Of course, we all know that Topps was scrambling to get cards in their 1977 set to represent the two new Major League franchises that would start play that season, so it was an admirable job to get two full teams worth of players in there.
So this is more of a respectful task with time on our side, replacing the airbrushed photos Topps had on the cards.
It’s easy to forget the rather pedestrian career Vuckovich had leading up to his 1982 Cy Young Award when he led the Milwaukee Brewers to an American League title, eventually losing to the St.

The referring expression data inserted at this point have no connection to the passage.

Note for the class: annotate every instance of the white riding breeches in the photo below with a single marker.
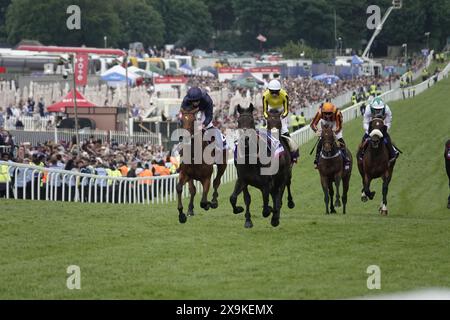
(331, 124)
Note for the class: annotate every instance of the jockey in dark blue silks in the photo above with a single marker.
(197, 98)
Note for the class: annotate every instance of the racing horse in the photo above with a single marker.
(251, 173)
(274, 122)
(375, 163)
(197, 171)
(331, 170)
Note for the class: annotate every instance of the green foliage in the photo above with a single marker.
(46, 21)
(188, 22)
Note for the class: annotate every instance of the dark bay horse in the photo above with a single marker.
(375, 164)
(250, 174)
(331, 170)
(197, 171)
(274, 122)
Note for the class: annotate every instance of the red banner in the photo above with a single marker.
(81, 69)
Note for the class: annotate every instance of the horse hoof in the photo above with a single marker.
(214, 205)
(275, 222)
(182, 217)
(267, 212)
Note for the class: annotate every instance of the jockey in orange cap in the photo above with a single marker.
(329, 115)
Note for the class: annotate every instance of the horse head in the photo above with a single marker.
(188, 117)
(274, 120)
(328, 139)
(246, 119)
(376, 134)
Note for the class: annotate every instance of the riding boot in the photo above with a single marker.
(318, 150)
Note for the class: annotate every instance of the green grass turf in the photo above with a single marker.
(142, 252)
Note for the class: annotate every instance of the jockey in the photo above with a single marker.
(378, 109)
(277, 98)
(329, 115)
(197, 98)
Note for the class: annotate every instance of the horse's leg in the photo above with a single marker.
(248, 200)
(238, 187)
(267, 210)
(326, 199)
(331, 194)
(192, 191)
(181, 182)
(204, 203)
(337, 181)
(386, 181)
(216, 183)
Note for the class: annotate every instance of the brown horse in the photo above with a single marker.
(375, 164)
(331, 169)
(274, 122)
(201, 172)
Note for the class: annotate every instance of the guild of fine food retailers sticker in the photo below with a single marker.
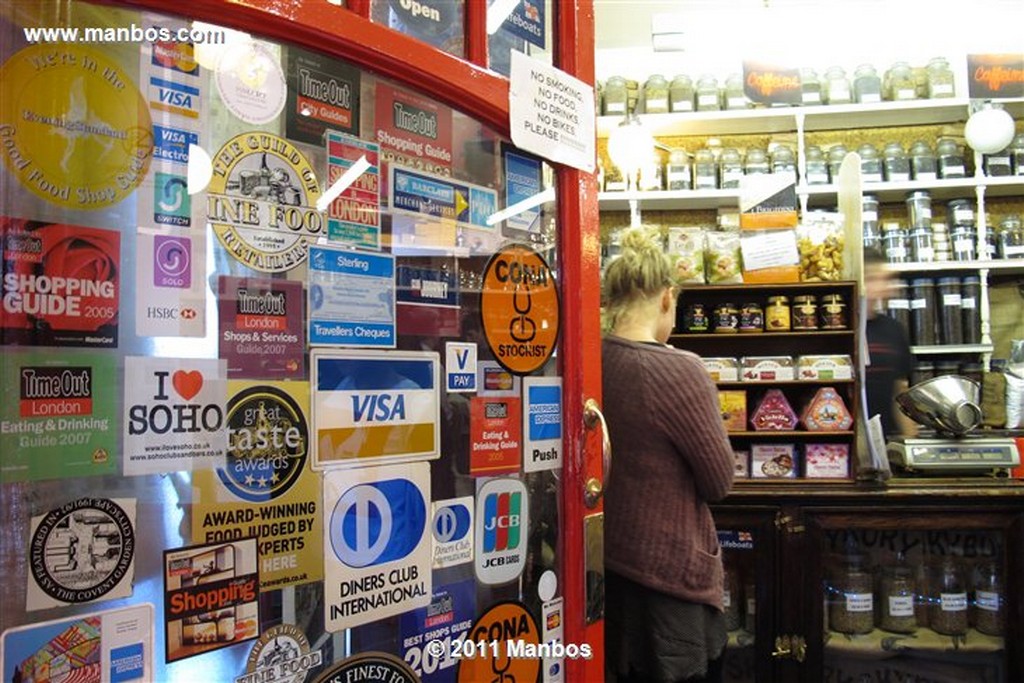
(60, 419)
(211, 597)
(74, 128)
(61, 285)
(519, 308)
(376, 543)
(115, 645)
(265, 487)
(262, 202)
(81, 552)
(174, 415)
(281, 655)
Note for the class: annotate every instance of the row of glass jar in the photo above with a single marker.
(901, 82)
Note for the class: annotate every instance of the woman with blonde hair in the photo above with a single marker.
(672, 456)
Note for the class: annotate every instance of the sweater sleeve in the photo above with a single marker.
(688, 409)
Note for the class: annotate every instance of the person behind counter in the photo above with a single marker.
(888, 349)
(664, 586)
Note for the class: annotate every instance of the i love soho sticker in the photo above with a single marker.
(174, 415)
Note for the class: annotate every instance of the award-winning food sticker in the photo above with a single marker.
(61, 285)
(74, 128)
(174, 415)
(59, 419)
(82, 551)
(281, 655)
(251, 82)
(262, 202)
(115, 645)
(264, 487)
(211, 597)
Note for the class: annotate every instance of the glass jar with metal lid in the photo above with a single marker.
(681, 93)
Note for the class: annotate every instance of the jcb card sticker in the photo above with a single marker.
(74, 127)
(376, 544)
(262, 202)
(375, 407)
(542, 423)
(452, 528)
(61, 285)
(520, 310)
(500, 530)
(115, 645)
(281, 655)
(211, 597)
(170, 284)
(262, 335)
(59, 415)
(495, 435)
(460, 367)
(82, 552)
(265, 487)
(174, 415)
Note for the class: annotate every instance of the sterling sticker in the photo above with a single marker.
(82, 552)
(262, 202)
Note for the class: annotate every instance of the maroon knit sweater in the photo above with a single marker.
(671, 456)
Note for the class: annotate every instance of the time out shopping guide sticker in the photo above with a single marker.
(265, 487)
(115, 645)
(74, 128)
(59, 416)
(376, 543)
(374, 407)
(211, 597)
(174, 415)
(519, 309)
(81, 552)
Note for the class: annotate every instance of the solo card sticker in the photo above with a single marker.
(59, 415)
(446, 619)
(81, 552)
(211, 597)
(375, 407)
(500, 530)
(351, 298)
(376, 544)
(495, 435)
(115, 645)
(542, 423)
(174, 415)
(61, 285)
(460, 367)
(265, 488)
(452, 528)
(261, 331)
(170, 284)
(354, 218)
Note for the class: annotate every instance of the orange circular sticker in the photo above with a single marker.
(519, 309)
(507, 646)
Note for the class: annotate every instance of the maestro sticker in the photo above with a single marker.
(519, 309)
(74, 128)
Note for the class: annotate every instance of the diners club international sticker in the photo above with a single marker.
(262, 202)
(82, 551)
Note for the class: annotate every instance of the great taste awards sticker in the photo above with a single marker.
(74, 128)
(262, 202)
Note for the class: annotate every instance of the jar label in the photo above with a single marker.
(901, 605)
(953, 602)
(859, 602)
(987, 600)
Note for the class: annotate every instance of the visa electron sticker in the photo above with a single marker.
(375, 407)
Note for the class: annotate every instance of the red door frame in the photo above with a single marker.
(469, 86)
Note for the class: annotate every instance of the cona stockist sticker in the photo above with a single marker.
(262, 202)
(82, 552)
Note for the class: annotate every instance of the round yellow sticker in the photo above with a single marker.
(74, 128)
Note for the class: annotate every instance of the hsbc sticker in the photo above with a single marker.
(500, 531)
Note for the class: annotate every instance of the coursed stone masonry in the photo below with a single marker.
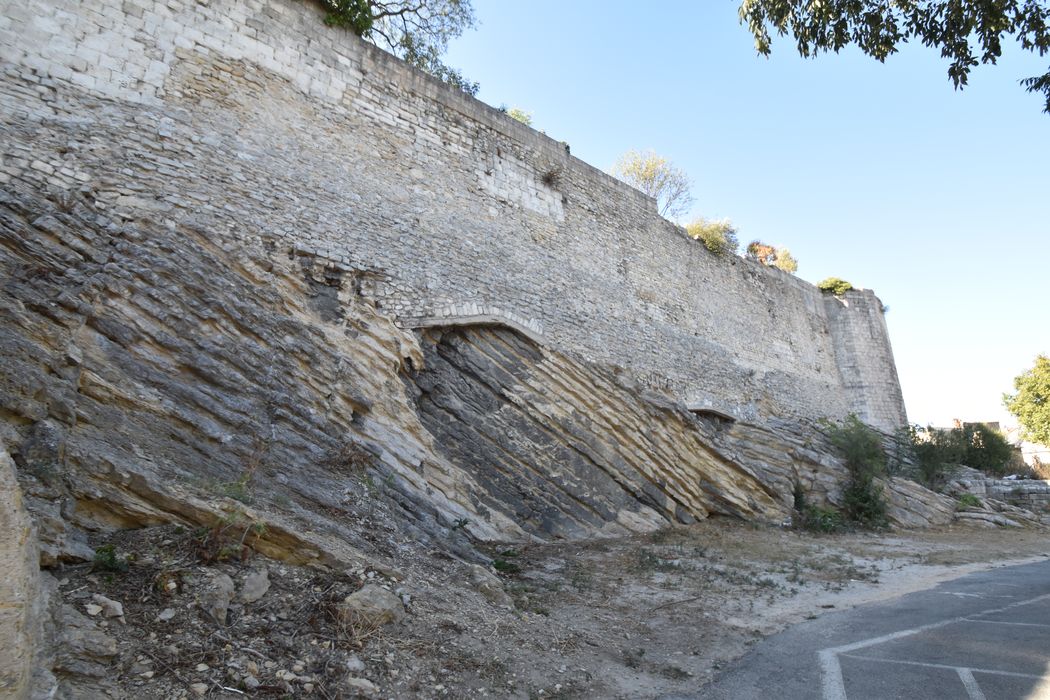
(252, 120)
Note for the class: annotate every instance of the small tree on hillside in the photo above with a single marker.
(968, 33)
(719, 237)
(415, 30)
(521, 115)
(772, 256)
(657, 177)
(1031, 402)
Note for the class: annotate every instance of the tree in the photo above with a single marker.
(415, 30)
(835, 285)
(1031, 403)
(719, 237)
(520, 114)
(657, 177)
(772, 256)
(967, 32)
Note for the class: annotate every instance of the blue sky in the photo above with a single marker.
(878, 173)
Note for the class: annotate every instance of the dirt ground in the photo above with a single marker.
(618, 618)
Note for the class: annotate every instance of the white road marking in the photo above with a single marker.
(831, 670)
(1020, 624)
(970, 684)
(973, 595)
(991, 672)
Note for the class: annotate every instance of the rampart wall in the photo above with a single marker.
(252, 120)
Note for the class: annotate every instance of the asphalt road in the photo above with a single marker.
(982, 637)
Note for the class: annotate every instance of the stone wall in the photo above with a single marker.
(251, 120)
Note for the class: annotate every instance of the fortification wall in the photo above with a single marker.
(252, 120)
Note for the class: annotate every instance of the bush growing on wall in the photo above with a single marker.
(861, 447)
(719, 237)
(834, 285)
(772, 256)
(939, 452)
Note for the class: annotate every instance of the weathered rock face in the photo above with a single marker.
(19, 584)
(142, 364)
(565, 447)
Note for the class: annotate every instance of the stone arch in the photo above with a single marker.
(475, 314)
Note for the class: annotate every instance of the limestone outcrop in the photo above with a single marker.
(566, 448)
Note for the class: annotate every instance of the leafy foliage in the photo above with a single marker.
(415, 30)
(938, 452)
(772, 256)
(834, 285)
(719, 237)
(861, 447)
(1031, 402)
(657, 177)
(106, 558)
(967, 32)
(520, 114)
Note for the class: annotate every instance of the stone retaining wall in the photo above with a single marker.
(253, 121)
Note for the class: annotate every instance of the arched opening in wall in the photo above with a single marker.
(716, 419)
(529, 329)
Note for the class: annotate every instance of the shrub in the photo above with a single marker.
(772, 256)
(861, 447)
(106, 558)
(986, 449)
(719, 237)
(816, 518)
(974, 445)
(834, 285)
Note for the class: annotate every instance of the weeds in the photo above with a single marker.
(865, 459)
(505, 567)
(231, 537)
(106, 558)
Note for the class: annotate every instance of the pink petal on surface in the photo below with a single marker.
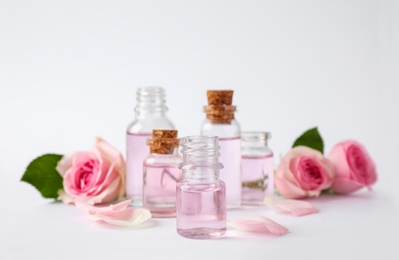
(344, 186)
(258, 224)
(90, 209)
(294, 207)
(128, 217)
(288, 189)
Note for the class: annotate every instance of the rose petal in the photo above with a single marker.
(258, 224)
(288, 189)
(65, 198)
(113, 155)
(294, 207)
(343, 185)
(89, 209)
(128, 217)
(109, 193)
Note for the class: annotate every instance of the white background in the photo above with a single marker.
(69, 71)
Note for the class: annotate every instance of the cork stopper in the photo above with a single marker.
(163, 141)
(219, 109)
(220, 97)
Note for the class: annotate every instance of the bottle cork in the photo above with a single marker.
(163, 141)
(219, 109)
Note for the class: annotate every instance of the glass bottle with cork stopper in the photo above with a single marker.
(161, 173)
(150, 114)
(220, 122)
(257, 168)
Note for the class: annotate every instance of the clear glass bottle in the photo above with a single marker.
(220, 122)
(161, 173)
(257, 168)
(201, 196)
(150, 114)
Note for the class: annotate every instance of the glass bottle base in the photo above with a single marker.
(201, 233)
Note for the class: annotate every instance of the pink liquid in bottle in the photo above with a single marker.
(136, 151)
(201, 210)
(230, 156)
(257, 178)
(160, 190)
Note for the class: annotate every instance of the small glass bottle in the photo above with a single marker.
(161, 173)
(201, 196)
(220, 122)
(150, 114)
(257, 168)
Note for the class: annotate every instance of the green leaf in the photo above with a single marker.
(41, 173)
(311, 138)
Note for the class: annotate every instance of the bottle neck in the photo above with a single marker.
(200, 159)
(151, 101)
(254, 139)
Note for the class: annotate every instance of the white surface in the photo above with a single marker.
(69, 71)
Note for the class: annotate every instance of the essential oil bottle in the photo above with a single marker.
(220, 122)
(161, 173)
(150, 114)
(201, 196)
(257, 168)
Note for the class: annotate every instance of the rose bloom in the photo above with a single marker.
(354, 167)
(303, 172)
(92, 177)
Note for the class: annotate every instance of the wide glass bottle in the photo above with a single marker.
(150, 114)
(257, 168)
(161, 173)
(220, 122)
(201, 196)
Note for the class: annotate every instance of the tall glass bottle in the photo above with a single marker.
(257, 168)
(161, 173)
(220, 122)
(150, 114)
(201, 196)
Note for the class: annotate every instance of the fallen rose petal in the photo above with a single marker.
(258, 224)
(128, 217)
(294, 207)
(288, 189)
(344, 186)
(90, 209)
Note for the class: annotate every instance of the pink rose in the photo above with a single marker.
(303, 172)
(93, 177)
(354, 167)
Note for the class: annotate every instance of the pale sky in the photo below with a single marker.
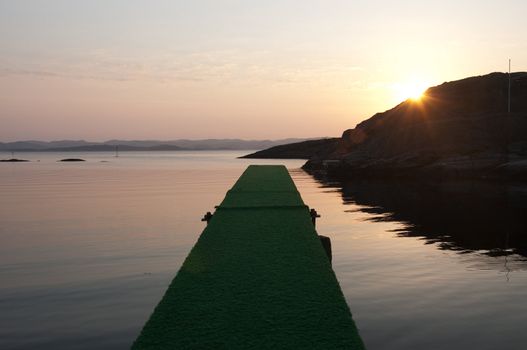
(129, 69)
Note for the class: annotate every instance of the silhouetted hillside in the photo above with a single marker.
(458, 128)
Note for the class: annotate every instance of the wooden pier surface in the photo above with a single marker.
(258, 278)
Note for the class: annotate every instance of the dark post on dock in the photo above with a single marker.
(257, 278)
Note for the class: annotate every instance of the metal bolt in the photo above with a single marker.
(314, 216)
(207, 217)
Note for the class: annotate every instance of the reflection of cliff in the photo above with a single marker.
(462, 216)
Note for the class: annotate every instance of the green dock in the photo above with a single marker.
(257, 278)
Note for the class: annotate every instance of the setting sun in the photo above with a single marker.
(413, 90)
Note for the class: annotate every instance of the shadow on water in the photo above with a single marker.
(462, 216)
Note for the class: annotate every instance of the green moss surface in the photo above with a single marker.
(257, 278)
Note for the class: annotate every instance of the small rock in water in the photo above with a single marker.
(72, 160)
(13, 160)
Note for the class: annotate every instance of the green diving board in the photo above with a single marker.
(258, 278)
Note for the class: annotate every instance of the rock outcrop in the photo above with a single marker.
(459, 128)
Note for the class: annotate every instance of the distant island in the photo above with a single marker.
(457, 129)
(142, 145)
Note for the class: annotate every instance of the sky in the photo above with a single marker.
(130, 69)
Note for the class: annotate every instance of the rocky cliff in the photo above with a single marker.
(459, 128)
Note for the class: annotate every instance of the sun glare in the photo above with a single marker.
(410, 90)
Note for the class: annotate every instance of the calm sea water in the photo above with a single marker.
(88, 249)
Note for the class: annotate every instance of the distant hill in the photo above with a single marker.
(298, 150)
(142, 145)
(458, 128)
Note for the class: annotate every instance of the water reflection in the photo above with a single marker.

Louis Cardinals in the World Series.
Some may even question if Jim Palmer or even Dan Quisenberry were more worthy recipients of the award (I thought “Quiz” was ripped off three awards to be honest, from 1982 to 1984).
Nevertheless, Vuckovich had his high-point that season, going 18-6 with a 3.34 earned run average, beating out future Hall of Fame Orioles pitcher Palmer for the Cy Young honors.
Sadly for Vuckovich, however, he came up with arm troubles the following year and only appeared in three games before missing the entire 1984 season before returning in 1985, playing for two more seasons before retiring for good after the 1986 season.
He’d win only eight games after his award winning season, finishing with 93 career wins against 69 losses over 11-years and 286 appearances.